During calendar year 2009, according to data collected by MACDC through its GOALs Survey, MACDC Members counseled 5,200 households at risk of foreclosure. The same members reported that, by the end of calendar year 2009, 31% (1,590 households) had achieved a positive outcome (averting foreclosure) by the end of the year. Since it can take many months for these situations to be resolved many of these 5,200 households will eventually achieve a positive outcome in 2010. Furthermore, the percentage of families in Massachusetts achieving successful outcomes within the same year increased from 24% in 2008 to 31% in 2009.
Some of this success is likely attributable to the Obama Administration’s Home Affordable Modification Program (HAMP) that was introduced in early 2009. Despite significant problems with HAMP in moving borrowers from temporary to permanent loan modifications, by February, 2010, over 4,000 Massachusetts families had received permanent loan modifications under the program.
The positive impact of foreclosure prevention counseling is further demonstrated by data on the National Foreclosure Mitigation Counseling Program (NFMC). The most recent findings from an Urban Institute analysis of NFMC showed that homeowners who sought counseling after a foreclosure filing were 1.6 times more likely to get out of foreclosure, and avoid a foreclosure sale, than homeowners not assisted by counseling.
The experience of MACDC members bears out the positive impact of this counseling. Juan Bonilla, the Director of Homeownership Programs at Lawrence Community Works (LCW), tells a story of an elderly man who was not aware until days before his home was to be foreclosed that there was assistance available. With LCW’s help he got the auction postponed and later submitted the documents necessary for a loan modification, which LCW expects to be successful. There was a woman whose lender gave her a trial modification, and at its completion insisted she enter another trial period at a higher interest rate and payment, because the lender mistakenly calculated that her income had increased 25%. Because of the intervention and the persistence of the LCW counselors, both homeowners remain in their homes. Since 2007, LCW has provided foreclosure prevention assistance to approximately 400 families in the region, and 59% of these families have achieved positive outcomes.
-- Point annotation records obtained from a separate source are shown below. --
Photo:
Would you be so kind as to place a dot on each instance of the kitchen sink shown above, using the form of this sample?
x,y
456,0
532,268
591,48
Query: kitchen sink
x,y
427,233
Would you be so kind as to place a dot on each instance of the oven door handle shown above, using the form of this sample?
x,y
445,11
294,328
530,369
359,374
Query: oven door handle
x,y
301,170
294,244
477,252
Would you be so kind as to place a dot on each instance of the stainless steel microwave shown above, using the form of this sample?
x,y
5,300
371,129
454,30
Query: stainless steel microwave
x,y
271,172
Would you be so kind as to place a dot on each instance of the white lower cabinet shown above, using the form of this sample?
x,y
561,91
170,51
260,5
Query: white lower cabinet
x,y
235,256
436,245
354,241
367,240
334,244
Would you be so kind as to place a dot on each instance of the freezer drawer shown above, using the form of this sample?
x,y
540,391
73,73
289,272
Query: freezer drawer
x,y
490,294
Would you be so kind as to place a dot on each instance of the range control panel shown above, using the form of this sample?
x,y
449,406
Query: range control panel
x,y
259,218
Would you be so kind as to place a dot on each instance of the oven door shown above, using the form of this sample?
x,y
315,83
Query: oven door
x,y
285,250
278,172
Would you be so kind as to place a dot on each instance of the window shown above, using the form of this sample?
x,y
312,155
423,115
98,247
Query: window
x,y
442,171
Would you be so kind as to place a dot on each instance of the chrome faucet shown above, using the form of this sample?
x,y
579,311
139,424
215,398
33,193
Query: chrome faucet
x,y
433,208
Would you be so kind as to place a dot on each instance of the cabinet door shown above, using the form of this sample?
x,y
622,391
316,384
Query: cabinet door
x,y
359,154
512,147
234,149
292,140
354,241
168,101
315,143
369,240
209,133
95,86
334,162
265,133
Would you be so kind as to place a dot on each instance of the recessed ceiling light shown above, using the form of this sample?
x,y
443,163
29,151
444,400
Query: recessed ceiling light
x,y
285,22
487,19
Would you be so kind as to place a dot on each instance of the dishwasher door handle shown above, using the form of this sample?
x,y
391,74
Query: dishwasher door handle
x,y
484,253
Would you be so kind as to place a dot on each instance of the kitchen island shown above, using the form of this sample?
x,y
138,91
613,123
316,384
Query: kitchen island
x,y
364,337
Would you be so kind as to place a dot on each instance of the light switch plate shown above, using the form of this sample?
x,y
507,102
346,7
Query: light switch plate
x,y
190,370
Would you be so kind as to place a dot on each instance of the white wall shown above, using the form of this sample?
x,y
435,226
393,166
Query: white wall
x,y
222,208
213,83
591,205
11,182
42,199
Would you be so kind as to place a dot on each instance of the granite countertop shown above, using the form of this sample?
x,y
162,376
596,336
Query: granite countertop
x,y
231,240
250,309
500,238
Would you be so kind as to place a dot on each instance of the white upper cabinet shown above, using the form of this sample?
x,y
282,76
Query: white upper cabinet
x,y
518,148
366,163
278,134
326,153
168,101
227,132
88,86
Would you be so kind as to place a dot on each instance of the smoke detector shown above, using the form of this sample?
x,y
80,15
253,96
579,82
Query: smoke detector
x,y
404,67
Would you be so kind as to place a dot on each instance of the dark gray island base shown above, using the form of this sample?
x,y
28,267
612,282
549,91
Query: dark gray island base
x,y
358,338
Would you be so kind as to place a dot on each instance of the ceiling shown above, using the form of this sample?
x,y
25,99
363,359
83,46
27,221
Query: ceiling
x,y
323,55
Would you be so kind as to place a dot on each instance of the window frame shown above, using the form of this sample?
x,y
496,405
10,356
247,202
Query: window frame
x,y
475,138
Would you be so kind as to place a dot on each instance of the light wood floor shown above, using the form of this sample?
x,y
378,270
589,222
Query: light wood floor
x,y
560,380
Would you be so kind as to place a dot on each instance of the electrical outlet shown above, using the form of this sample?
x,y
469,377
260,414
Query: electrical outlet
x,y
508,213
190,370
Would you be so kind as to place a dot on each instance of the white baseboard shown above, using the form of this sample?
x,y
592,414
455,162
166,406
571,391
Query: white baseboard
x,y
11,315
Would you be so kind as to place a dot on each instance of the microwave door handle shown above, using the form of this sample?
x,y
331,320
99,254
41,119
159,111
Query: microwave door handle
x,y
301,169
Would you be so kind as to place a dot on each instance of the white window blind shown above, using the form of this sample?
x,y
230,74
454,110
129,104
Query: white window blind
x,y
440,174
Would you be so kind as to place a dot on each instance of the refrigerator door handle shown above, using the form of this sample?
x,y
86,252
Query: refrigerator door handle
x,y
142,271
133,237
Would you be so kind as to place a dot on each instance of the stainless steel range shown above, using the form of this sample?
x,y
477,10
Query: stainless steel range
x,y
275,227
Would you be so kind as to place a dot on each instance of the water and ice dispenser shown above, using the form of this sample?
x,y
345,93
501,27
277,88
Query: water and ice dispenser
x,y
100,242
At the Neighborhood of Affordable Housing (NOAH) in East Boston, Counselor Smita Das tells the story of a single mother of two young children. After losing her job, she was unable to pay the two mortgages on her triple-decker. With NOAH’s helped she received a trail modification under the HAMP program, and then a permanent modification that lowered the combined monthly payment on her mortgages from $4,500 to just over $2,800.
Michele Morris of Valley CDC in Northampton highlights an important reason for counselors’ success in helping homeowners in crisis: the ability to develop a positive working relationship with the loan servicer’s staff. Homeowners may typically vent their frustration by treating the loan servicer’s staff as an adversary, which is not conducive to getting the family’s loan prioritized and getting the complex servicing errors untangled.
The moral of this story is clear. With all the challenges associated with loan modifications and foreclosure prevention counseling, it remains the fastest and most cost effective method of assisting families facing foreclosure, preserving family wealth, avoiding displacement, and stabilizing neighborhoods. Our frustration and anger about the on-going foreclosure crisis should not obscure the important success that nonprofit organizations are having day after day, one family at a time. We need to dramatically increase support for counseling, not throw in the towel in despair.